Jury Finds Meta and Google Liable in Landmark Social Media Addiction Trial
A jury in Los Angeles Superior Court reached a verdict Wednesday in a major "social media addiction" personal-injury trial - finding both Meta Platforms Inc. (Instagram) and Google (YouTube) liable for harms suffered by the plaintiff.

The jury awarded the plaintiff - a now-20-year-old woman identified in court filings as K.G.M. (publicly referred to as “Kaley”) - $3 million in compensatory damages, assigning 70 percent of the award to Meta and 30 percent to Google, according to Courthouse News' Hillel Aron. The verdict came after more than eight days of deliberations.
Case Details
KGM alleged that she became addicted to YouTube beginning around age 6 and to Instagram beginning around age 9. Her lawsuit claimed the companies’ platforms were defectively designed with features such as infinite scroll, algorithmic content recommendations, notifications, autoplay, and engagement-reward systems that foreseeably caused or worsened her depression, anxiety, body dysmorphia, and suicidal thoughts.

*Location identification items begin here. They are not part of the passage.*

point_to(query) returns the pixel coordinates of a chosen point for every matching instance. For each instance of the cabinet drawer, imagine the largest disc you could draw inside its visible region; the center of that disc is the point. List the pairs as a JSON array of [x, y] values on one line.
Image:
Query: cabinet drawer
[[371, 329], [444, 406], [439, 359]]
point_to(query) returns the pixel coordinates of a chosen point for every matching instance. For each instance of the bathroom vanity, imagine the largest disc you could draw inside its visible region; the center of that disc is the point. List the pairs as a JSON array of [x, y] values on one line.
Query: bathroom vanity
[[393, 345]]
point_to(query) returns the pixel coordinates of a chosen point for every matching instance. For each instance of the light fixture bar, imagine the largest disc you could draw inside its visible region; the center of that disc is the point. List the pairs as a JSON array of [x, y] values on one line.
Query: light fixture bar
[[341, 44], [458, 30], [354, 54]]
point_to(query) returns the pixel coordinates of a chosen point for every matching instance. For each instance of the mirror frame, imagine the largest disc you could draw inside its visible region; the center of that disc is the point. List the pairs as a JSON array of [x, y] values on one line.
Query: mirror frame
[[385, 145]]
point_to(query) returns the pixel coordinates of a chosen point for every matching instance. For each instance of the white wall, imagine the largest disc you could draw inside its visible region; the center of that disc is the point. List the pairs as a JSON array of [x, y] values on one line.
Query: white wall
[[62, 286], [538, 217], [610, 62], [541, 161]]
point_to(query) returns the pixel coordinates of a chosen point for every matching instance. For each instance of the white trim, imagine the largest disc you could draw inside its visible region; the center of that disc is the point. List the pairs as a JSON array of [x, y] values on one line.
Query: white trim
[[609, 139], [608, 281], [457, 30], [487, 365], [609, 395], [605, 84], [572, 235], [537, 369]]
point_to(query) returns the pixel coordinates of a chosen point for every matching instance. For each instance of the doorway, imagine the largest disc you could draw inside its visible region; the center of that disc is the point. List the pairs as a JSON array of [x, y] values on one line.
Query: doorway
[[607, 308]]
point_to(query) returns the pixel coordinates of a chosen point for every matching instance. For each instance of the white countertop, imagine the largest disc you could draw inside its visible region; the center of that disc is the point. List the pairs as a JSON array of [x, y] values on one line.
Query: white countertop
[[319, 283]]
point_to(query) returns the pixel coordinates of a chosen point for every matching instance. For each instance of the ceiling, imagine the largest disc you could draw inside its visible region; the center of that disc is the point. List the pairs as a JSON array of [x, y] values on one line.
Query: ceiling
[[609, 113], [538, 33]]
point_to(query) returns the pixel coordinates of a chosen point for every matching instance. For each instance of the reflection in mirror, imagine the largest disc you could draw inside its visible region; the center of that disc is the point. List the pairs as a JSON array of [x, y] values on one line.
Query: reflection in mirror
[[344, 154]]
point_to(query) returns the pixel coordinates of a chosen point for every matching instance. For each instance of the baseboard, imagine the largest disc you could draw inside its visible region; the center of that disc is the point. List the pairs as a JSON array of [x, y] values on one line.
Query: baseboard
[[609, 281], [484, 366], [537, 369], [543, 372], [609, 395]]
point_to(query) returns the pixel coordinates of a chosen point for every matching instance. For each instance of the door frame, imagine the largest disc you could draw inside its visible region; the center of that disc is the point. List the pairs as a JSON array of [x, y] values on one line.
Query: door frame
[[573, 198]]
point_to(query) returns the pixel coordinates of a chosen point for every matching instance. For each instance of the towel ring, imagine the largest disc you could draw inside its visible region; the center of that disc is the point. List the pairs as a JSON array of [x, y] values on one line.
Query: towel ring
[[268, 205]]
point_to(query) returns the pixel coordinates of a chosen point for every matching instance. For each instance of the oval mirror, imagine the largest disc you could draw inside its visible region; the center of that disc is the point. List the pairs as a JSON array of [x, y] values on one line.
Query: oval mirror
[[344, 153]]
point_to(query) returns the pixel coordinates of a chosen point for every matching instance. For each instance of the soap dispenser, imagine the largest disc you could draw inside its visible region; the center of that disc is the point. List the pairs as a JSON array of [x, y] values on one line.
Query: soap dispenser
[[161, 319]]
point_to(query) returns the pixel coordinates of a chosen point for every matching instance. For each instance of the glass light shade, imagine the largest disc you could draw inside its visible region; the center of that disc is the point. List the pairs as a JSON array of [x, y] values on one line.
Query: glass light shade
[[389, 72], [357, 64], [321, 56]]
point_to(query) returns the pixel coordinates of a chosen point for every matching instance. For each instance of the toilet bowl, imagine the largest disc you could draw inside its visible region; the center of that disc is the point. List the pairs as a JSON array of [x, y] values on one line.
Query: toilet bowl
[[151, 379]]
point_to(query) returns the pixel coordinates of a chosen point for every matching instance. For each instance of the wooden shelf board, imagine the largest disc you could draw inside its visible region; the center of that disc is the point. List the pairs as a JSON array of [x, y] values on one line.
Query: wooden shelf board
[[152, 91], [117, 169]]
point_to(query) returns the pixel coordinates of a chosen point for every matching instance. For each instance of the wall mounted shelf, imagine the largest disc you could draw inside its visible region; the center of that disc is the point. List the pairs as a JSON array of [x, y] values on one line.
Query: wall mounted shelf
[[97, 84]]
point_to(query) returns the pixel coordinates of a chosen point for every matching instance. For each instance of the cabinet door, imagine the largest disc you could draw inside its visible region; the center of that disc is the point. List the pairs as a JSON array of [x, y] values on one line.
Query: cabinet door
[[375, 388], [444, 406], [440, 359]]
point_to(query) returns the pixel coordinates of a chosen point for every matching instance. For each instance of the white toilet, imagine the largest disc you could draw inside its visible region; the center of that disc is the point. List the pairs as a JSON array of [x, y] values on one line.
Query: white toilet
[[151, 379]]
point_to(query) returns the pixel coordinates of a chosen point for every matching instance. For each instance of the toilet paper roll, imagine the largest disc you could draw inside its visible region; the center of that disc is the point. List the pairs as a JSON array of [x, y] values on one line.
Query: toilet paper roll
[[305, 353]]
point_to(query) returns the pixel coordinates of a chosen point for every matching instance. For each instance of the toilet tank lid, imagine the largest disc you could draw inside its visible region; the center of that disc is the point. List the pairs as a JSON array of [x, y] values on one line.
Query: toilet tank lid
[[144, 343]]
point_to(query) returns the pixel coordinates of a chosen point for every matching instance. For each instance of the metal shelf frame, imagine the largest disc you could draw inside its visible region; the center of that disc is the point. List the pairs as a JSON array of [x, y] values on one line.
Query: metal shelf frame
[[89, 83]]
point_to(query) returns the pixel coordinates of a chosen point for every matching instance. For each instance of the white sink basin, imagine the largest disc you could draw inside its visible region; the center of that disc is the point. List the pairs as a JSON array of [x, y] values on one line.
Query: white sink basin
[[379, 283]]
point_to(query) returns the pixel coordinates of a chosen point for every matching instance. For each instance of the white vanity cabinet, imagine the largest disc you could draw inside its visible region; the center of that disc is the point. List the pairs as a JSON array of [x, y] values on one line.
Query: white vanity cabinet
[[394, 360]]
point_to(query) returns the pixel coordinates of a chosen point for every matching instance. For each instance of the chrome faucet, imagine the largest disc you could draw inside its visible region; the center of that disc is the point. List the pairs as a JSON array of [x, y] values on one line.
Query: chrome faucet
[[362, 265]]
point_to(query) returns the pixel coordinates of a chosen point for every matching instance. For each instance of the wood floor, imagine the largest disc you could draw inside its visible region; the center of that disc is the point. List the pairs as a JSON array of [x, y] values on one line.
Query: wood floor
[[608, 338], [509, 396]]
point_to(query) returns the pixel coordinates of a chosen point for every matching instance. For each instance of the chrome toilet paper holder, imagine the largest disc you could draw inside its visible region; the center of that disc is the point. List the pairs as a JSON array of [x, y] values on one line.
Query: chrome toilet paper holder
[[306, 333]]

"This case is about two of the richest corporations in history, who have engineered addiction in children’s brains," Lanier said in February.
TikTok and Snap Inc. settled with the plaintiff before trial for undisclosed amounts. The case against Meta and Google proceeded as the first “bellwether” trial in a massive coordinated proceeding involving approximately 1,600 similar lawsuits filed by individuals, families, and school districts.

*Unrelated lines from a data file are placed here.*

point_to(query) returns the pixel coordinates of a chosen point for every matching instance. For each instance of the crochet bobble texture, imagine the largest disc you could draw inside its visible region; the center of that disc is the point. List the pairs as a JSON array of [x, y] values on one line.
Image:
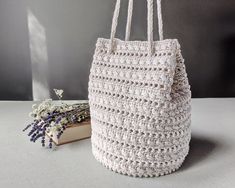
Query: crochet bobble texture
[[140, 107]]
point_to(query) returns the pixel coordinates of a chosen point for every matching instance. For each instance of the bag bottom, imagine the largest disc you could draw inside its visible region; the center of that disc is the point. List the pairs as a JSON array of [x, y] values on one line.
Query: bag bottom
[[124, 167]]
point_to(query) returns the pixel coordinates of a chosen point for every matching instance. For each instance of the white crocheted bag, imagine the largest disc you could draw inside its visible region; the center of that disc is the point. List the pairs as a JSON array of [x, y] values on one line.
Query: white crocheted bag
[[139, 99]]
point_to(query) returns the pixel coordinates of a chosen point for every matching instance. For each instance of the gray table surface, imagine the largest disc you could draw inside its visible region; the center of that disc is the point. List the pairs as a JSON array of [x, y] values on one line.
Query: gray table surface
[[210, 163]]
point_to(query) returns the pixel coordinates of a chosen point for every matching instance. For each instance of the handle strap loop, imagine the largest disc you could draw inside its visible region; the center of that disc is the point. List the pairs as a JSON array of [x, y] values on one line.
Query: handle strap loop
[[129, 20]]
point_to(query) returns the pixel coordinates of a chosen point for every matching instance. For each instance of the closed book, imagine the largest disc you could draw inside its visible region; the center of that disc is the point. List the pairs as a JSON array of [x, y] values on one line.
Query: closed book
[[72, 133]]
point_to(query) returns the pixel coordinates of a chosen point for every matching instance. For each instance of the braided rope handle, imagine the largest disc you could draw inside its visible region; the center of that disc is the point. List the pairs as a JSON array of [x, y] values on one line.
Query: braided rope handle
[[129, 19]]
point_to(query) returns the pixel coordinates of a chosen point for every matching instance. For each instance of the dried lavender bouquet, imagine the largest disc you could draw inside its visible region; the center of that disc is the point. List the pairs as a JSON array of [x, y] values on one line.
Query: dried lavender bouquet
[[49, 117]]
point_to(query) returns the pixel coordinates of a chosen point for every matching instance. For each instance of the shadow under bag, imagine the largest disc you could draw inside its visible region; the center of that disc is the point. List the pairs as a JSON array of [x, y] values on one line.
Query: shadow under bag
[[140, 102]]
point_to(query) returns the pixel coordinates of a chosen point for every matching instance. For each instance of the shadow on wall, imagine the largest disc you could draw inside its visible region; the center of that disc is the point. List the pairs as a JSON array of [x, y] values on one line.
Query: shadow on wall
[[39, 58], [15, 66], [228, 70]]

Plaintiff attorneys argued that internal company documents showed Meta and Google were aware of the risks to minors but prioritized user engagement and revenue. Defense attorneys, meanwhile, maintained that the plaintiff’s mental-health struggles had other causes predating her social-media use and that the companies provide parental controls and safety tools. At the beginning of the trial, the jury was instructed that the companies could not be held liable merely for hosting user-generated content under Section 230 of the Communications Decency Act.
The trial, presided over by Los Angeles Superior Court Judge Carolyn B. Kuhl, featured roughly one month of testimony, including from the plaintiff, mental-health experts, former platform employees, and Meta CEO Mark Zuckerberg.
This Los Angeles verdict follows by one day a separate March 24, 2026, decision in New Mexico in which a jury found Meta liable under the state’s Unfair Practices Act and ordered the company to pay $375 million in a consumer-protection lawsuit focused on child safety and misleading marketing. Google was not a defendant in the New Mexico case.
The K.G.M. case is one of nine selected bellwether trials expected to guide resolution of the larger litigation wave. While the verdict is not binding on other plaintiffs, it is widely expected to influence settlement discussions across the consolidated cases.